Previously, ministers would only tell MSPs at the final stages of a bill’s parliamentary scrutiny that the monarch had been allowed to secretly vet it. Ministers have also refused to release letters from the late Queen’s solicitors lobbying for changes on her behalf.
The cost of living (tenant protection) Scotland bill is the first piece of draft legislation affected by Johnstone’s ruling and is the first at Holyrood to be vetted by the King.
In a further development, Scottish ministers said on Monday they would also start explaining why crown consent was required for new bills. Previously, such explanations have not been made public.
In an announcement a few hours before the rent control bill was published, George Adam, the minister for parliamentary business, said ministers would now explain how a bill applied to the royal family’s personal and official interests, and why crown consent was needed.

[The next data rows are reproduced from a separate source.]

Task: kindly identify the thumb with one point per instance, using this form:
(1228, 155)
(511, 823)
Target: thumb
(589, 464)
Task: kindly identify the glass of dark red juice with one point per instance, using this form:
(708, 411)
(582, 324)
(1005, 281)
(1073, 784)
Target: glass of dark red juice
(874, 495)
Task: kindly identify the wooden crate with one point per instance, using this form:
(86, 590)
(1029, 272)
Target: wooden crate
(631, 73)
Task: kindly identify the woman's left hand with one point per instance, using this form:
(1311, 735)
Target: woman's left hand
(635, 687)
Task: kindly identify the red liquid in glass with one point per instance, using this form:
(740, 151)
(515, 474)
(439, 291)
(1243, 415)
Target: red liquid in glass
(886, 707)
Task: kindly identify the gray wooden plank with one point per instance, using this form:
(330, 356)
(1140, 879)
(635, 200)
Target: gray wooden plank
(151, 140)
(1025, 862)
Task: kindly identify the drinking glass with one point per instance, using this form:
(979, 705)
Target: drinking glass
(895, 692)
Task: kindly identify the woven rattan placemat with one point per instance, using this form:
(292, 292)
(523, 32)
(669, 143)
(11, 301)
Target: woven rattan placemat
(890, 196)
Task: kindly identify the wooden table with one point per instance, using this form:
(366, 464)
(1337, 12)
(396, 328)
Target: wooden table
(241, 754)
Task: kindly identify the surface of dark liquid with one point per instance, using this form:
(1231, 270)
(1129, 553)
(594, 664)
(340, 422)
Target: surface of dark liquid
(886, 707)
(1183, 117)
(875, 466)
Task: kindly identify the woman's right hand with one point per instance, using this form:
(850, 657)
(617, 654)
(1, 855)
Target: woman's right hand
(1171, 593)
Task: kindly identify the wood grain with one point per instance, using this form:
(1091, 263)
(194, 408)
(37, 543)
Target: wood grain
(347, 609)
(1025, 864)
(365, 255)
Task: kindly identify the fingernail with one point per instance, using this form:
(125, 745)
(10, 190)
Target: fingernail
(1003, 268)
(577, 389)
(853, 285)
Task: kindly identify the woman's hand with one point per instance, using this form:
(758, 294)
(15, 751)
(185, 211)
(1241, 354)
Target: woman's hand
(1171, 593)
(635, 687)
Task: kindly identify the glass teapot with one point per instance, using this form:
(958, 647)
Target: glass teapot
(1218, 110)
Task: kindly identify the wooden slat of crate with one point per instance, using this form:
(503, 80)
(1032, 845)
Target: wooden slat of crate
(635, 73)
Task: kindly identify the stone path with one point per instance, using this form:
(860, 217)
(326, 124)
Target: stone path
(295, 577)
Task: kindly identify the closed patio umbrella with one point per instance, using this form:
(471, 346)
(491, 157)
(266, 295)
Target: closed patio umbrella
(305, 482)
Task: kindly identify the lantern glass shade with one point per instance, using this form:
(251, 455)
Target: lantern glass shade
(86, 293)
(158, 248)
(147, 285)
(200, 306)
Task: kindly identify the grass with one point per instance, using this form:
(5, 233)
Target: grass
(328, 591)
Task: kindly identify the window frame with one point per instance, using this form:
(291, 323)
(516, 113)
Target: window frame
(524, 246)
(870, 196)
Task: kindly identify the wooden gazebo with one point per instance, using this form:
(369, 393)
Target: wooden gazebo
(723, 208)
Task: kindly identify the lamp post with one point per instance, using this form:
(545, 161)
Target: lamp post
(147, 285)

What the government does not say is whether any changes were made to the draft bill at the King’s request and, if so, what those were.
The government had previously rejected opposition demands for greater transparency about the monarch’s ability to secretly lobby ministers to change legislation, and the monarch’s rights to scrutinise legislation before MSPs.
A policy memorandum published with the draft bill states: “Crown consent will be required because it is considered that the provisions in the bill affecting private residential tenancies could affect residential tenancies on His Majesty’s private estates and those on land forming part of the Scottish crown estate.”
Crown Estate Scotland manages land and property which were previously held by the monarch, but its profits are used by the Scottish government.
The Scottish Liberal Democrats, who helped reveal last year the extent to which crown consent applies in Scotland, said Adam’s measures “barely scratch the surface”.
Alex Cole-Hamilton, the Scottish Lib Dem leader, said: “This policy would ensure we still remain utterly in the dark. The Scottish government should instead specifically list any changes made to legislation at the request of the King’s lawyers when it arrives at and goes through parliament.
“Everyone deserves to know how their laws are being made because transparency and scrutiny are pillars of our democracy.”
Anas Sarwar, the Scottish Labour leader, said if his party won power at Holyrood it would introduce laws requiring ministers to publish correspondence on the King’s lobbying.
“I think people would expect any democratic system, a system designed for the people and in a representative parliamentary democracy, for these issues all to be out in the open for people to know how decisions are made, why decisions are made and where suggested amendments have come from,” Sarwar said.
As an interim measure, Labour said it hoped to expand Scotland’s freedom of information legislation to include correspondence by the King’s lawyers. A private member’s bill being tabled by Katy Clark, a Scottish Labour MSP, aims to update Holyrood’s 20-year-old freedom of information regulations.
Sarwar’s pledge represents the most radical proposal in the UK to open up the arcane consent mechanism. More than 1,000 laws were vetted by the late Queen during her reign before they were passed by the Westminster parliament.
The UK government will simply state consent has been applied, but provide no further information.
A spokesperson for the King at Buckingham palace said: “King’s consent has been requested for this bill and will be processed in the usual way. Consent is provided on the advice of government in line with convention.”